Communications between VC, the users, and concurrent renderers, such as sound synthesizers, relies on a message passing mechanism. Events are

  • input events: events produced by user interaction or received through the network from other applications,

  • output events: events sent to the user or to external applications for additional rendering,

  • internal events: events exchanged between objects that can trigger complex chain reactions.

Message processing is described in scripts attached to scene nodes. Each message processing consists of a triggering event, and one or more actions associated with one or more target nodes. Nodes have states that can be used to control event triggering. A typical action is the modification of attribute values in the XML tags that characterize an object and its properties. Messages that receive external triggering events (that are not bound to a specific scene node) are automatically located at the scene root node.

Scripts allow user-defined modifications of the scene nodes and dynamic scene control. Events are stored in a FIFO queue and processed instantaneously in the order that they are generated. In order to reduce event processing overload, some automatically generated events, such as coordinates of sonic objects, are not systematically routed. Threshold values are defined so that such update events are only sent if their value differs by more than a preset threshold.

1.1.3. Interpolators

Interpolators are located at non-terminal nodes and apply in parallel to all the subgraphs of their location node. These subgraphs are expected to be isomorphic: they must have the same structure, transformations at their corresponding non-terminal nodes must have the same type, and media objects at their corresponding leaf nodes must also have the same type. Currently, interpolators cannot be nested: an interpolator cannot operate on an interpolator node.

Interpolators that are defined on non-terminal nodes are used to describe animations by blending transformations. (Animations can however also be defined along path-based transformations.) Animators defined on leaf nodes perform modifications of media objects by interpolating their attribute values. Interpolation of geometrical objects concerns their structures and their material properties, light source interpolation implements changes of lighting conditions, sound interpolation implements sonic blending, etc.

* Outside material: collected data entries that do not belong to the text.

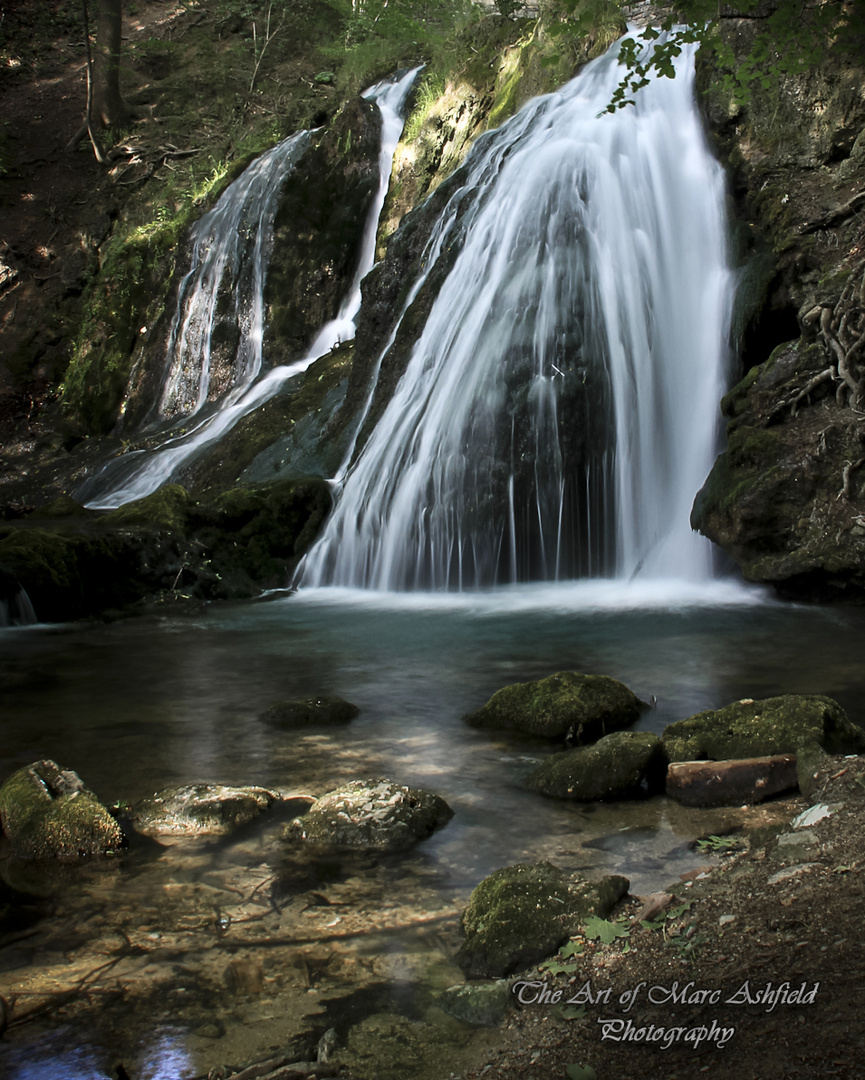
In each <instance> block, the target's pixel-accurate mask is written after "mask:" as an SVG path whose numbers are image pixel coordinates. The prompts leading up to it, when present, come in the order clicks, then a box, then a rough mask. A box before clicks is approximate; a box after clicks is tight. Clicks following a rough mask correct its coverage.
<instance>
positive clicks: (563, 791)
mask: <svg viewBox="0 0 865 1080" xmlns="http://www.w3.org/2000/svg"><path fill="white" fill-rule="evenodd" d="M660 758H661V740H660V739H659V738H658V735H655V734H652V733H651V732H650V731H614V732H613V733H612V734H611V735H605V737H604V738H603V739H599V740H598V741H597V742H596V743H595V744H594V745H593V746H579V747H577V750H570V751H566V752H565V753H564V754H553V755H552V756H551V757H548V758H546V760H545V761H544V762H543V764H542V765H541V766H539V768H537V769H536V770H535V772H532V774H531V775H530V777H529V779H528V785H529V787H531V788H532V791H536V792H540V793H541V795H550V796H552V797H553V798H557V799H577V800H582V801H592V800H593V799H609V798H616V797H623V796H627V795H634V794H638V793H639V789H640V784H641V783H643V781H644V779H646V778H647V777H649V775H650V774H651V773H653V772H657V771H658V770H657V769H655V766H657V765H658V762H659V761H660ZM653 779H654V778H653V777H652V780H653Z"/></svg>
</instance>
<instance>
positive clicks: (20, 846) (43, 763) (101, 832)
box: [0, 760, 123, 861]
mask: <svg viewBox="0 0 865 1080" xmlns="http://www.w3.org/2000/svg"><path fill="white" fill-rule="evenodd" d="M0 825H2V828H3V833H4V834H5V836H6V837H8V838H9V842H10V846H11V848H12V851H13V852H14V853H15V854H16V855H19V856H22V858H24V859H59V860H64V861H75V860H79V859H84V858H87V856H89V855H105V854H109V853H111V852H114V851H118V850H119V849H120V848H121V847H122V846H123V834H122V832H121V829H120V826H119V825H118V823H117V822H116V821H114V819H113V818H112V816H111V814H110V813H109V812H108V811H107V810H106V808H105V807H104V806H103V805H102V802H99V800H98V799H97V798H96V796H95V795H94V794H93V792H91V791H89V789H87V788H86V787H85V786H84V784H83V783H82V782H81V778H80V777H79V775H78V773H76V772H72V770H71V769H60V767H59V766H58V765H56V762H54V761H49V760H44V761H35V762H33V764H32V765H29V766H27V767H26V768H24V769H19V770H18V771H17V772H15V773H13V775H11V777H10V778H9V780H6V782H5V783H4V784H3V786H2V787H0Z"/></svg>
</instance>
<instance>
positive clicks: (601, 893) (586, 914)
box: [456, 862, 629, 978]
mask: <svg viewBox="0 0 865 1080" xmlns="http://www.w3.org/2000/svg"><path fill="white" fill-rule="evenodd" d="M627 887H629V881H627V878H623V877H619V876H618V875H610V876H608V877H605V878H602V879H600V880H599V881H589V880H586V879H585V878H583V877H581V876H580V875H579V874H575V875H572V876H571V877H568V876H567V875H566V874H564V873H563V872H562V870H559V869H557V868H556V867H555V866H553V865H552V863H548V862H543V863H519V864H517V865H515V866H506V867H504V868H503V869H500V870H496V872H495V873H494V874H490V875H489V877H487V878H484V880H483V881H482V882H481V883H479V885H478V886H477V888H476V889H475V890H474V891H473V892H472V895H471V896H470V897H469V906H468V907H467V908H465V910H464V912H463V915H462V929H463V931H464V933H465V941H464V942H463V944H462V945H461V946H460V949H459V951H458V953H457V956H456V960H457V963H458V964H459V966H460V968H462V970H463V972H464V973H465V975H467V976H468V977H470V978H497V977H501V976H503V975H508V974H510V972H512V971H516V970H517V969H519V968H525V967H527V966H528V964H531V963H536V962H537V961H538V960H542V959H543V958H544V957H548V956H552V955H553V954H554V953H555V951H556V949H557V948H558V947H559V946H560V945H562V944H563V943H564V942H566V941H567V940H568V937H570V936H571V934H575V933H577V931H578V930H579V929H580V927H581V926H582V923H583V922H585V920H586V919H587V918H590V917H591V916H593V915H596V916H598V917H600V918H604V917H605V916H607V915H608V914H609V913H610V910H611V909H612V908H613V906H614V905H616V904H617V903H618V902H619V901H620V900H621V899H622V896H624V895H625V893H626V892H627Z"/></svg>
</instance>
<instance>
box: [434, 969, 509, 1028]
mask: <svg viewBox="0 0 865 1080" xmlns="http://www.w3.org/2000/svg"><path fill="white" fill-rule="evenodd" d="M435 1003H436V1005H437V1007H438V1008H440V1009H441V1010H442V1011H443V1012H446V1013H447V1014H448V1016H456V1018H457V1020H461V1021H462V1022H463V1024H471V1025H472V1026H473V1027H499V1026H500V1025H501V1024H503V1023H504V1020H505V1017H506V1016H508V1013H509V1012H510V1011H511V1009H512V1007H513V1003H514V996H513V994H512V993H511V987H510V986H509V985H508V982H506V980H503V978H497V980H496V982H495V983H470V984H467V985H465V986H450V987H449V988H448V989H446V990H445V993H444V994H442V995H441V996H440V997H438V998H436V1000H435Z"/></svg>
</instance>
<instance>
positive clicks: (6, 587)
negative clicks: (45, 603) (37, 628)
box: [0, 566, 39, 630]
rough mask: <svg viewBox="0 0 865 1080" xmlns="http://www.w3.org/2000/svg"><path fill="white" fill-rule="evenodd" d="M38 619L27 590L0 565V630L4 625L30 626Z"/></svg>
mask: <svg viewBox="0 0 865 1080" xmlns="http://www.w3.org/2000/svg"><path fill="white" fill-rule="evenodd" d="M38 621H39V620H38V619H37V617H36V611H33V606H32V604H31V603H30V597H29V596H28V595H27V591H26V590H25V589H23V588H22V586H21V584H19V583H18V582H17V581H16V580H15V577H14V575H12V573H10V571H9V570H6V569H4V568H3V567H2V566H0V630H2V629H4V627H6V626H32V625H35V624H36V623H37V622H38Z"/></svg>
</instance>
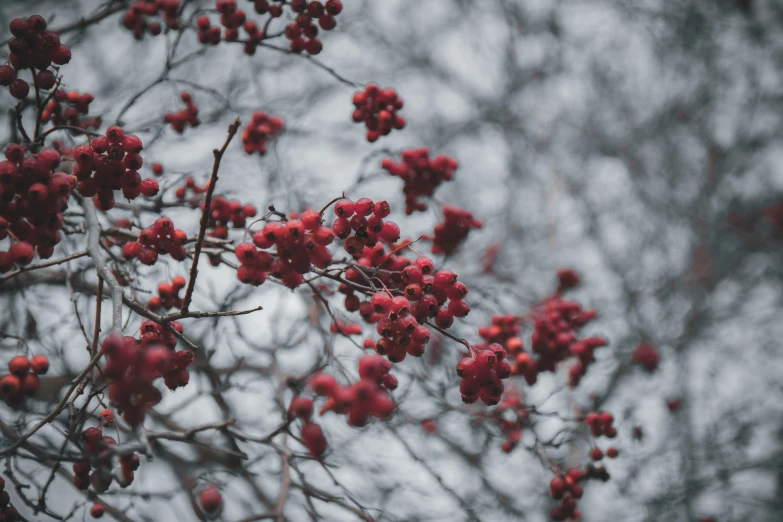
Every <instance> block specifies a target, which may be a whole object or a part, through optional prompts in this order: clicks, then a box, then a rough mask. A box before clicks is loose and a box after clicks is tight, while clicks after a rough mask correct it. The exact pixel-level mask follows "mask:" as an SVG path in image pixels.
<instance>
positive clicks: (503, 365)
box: [457, 344, 511, 406]
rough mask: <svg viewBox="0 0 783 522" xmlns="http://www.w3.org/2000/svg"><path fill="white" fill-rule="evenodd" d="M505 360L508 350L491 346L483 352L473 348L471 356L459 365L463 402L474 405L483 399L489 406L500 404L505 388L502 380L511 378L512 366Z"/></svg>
mask: <svg viewBox="0 0 783 522" xmlns="http://www.w3.org/2000/svg"><path fill="white" fill-rule="evenodd" d="M505 358H506V350H505V349H504V348H503V347H502V346H500V345H499V344H490V345H489V346H488V347H487V348H486V349H483V350H482V349H476V348H475V347H473V348H472V349H471V353H470V356H469V357H465V358H463V359H461V360H460V361H459V362H458V363H457V375H459V377H460V379H461V380H460V383H459V391H460V394H461V396H462V402H464V403H465V404H473V403H474V402H476V401H477V400H479V399H481V402H483V403H484V404H486V405H487V406H494V405H495V404H497V403H499V402H500V398H501V396H502V395H503V388H504V387H503V382H502V379H508V378H509V377H510V376H511V365H510V364H508V361H506V360H505Z"/></svg>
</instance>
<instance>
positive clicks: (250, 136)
mask: <svg viewBox="0 0 783 522" xmlns="http://www.w3.org/2000/svg"><path fill="white" fill-rule="evenodd" d="M282 130H283V120H281V119H280V118H276V117H274V116H269V115H268V114H267V113H265V112H254V113H253V115H252V116H251V118H250V123H248V124H247V126H246V127H245V128H244V129H242V145H243V147H242V148H243V149H244V151H245V153H246V154H253V153H254V152H257V153H258V154H259V155H260V156H263V155H264V154H266V143H267V141H269V140H271V139H272V138H274V137H275V136H277V135H278V134H280V131H282Z"/></svg>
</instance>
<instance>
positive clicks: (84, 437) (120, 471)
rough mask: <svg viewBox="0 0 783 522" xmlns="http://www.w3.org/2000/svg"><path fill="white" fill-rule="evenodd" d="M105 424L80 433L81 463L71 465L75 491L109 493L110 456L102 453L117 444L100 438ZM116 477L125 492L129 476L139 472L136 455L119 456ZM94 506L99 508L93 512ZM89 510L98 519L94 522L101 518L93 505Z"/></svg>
mask: <svg viewBox="0 0 783 522" xmlns="http://www.w3.org/2000/svg"><path fill="white" fill-rule="evenodd" d="M106 424H108V422H106V421H105V420H104V421H103V422H102V423H101V426H99V427H91V428H86V429H85V430H84V431H82V433H81V440H82V444H83V445H84V450H83V452H82V459H81V460H77V461H76V462H74V463H73V466H72V469H73V485H74V486H75V487H76V489H80V490H82V491H86V490H87V489H89V488H90V486H92V488H93V489H94V490H95V491H96V492H97V493H103V492H105V491H106V490H108V489H109V486H111V483H112V481H113V480H114V475H113V474H112V472H111V471H112V461H111V453H110V452H108V451H106V450H107V449H108V448H109V446H116V445H117V441H116V440H114V438H113V437H109V436H107V435H104V434H103V427H104V426H105V425H106ZM119 460H120V477H119V484H120V486H121V487H123V488H127V487H128V486H130V485H131V483H132V482H133V478H134V476H133V473H134V472H135V471H136V470H137V469H139V464H140V460H139V457H138V455H136V454H135V453H133V452H128V453H123V454H121V455H120V458H119ZM95 506H100V507H99V508H97V509H96V508H95ZM93 509H94V510H95V512H96V513H100V514H99V515H97V516H96V515H95V514H94V513H92V510H91V514H93V517H94V518H100V516H102V515H103V506H102V505H100V504H96V505H94V506H93Z"/></svg>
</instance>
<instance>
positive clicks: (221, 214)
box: [200, 196, 256, 239]
mask: <svg viewBox="0 0 783 522" xmlns="http://www.w3.org/2000/svg"><path fill="white" fill-rule="evenodd" d="M205 204H206V203H205V202H203V201H202V202H201V205H200V206H201V210H204V205H205ZM255 215H256V207H254V206H253V205H243V204H242V203H240V202H239V201H236V200H230V199H226V198H224V197H223V196H215V197H213V198H212V201H211V202H210V205H209V222H208V226H209V228H210V229H211V230H210V231H209V232H207V235H208V236H210V237H215V238H218V239H226V238H227V237H228V225H229V224H231V226H232V227H233V228H245V223H246V222H247V219H248V218H251V217H254V216H255Z"/></svg>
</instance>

Interpolators describe a polyline in a n-dimensional space. It is defined by k key positions. It is walked along according to a schedule function.

Interpolators can also be defined on variables: scalars, tables, and matrices elements. In this case, there is no recursive percolation of interpolation since variables do not have children nodes.

1.1.4. VC Syntax

VC is an example of a markup language defined in SGML/XML. In the near future VC will be defined using the native DTD syntax of SGML and XML.

1.1.5. Distributed Scenes

As with any XML document, VC scenes can be located on different locations in the WWW. Through <XREF> links, external sub-scenes can be referenced inside a VC scene specification.

1.1.6. Windows and Views

VC scenes are displayed in possibly nested windows. Each window is associated with a user who is located at a viewpoint of the current scene. The user can change viewpoint as the scene evolves with time. Each user can also move inside the coordinate system of its current viewpoint. Viewpoint change and user motion are the two major modes for interactive navigation.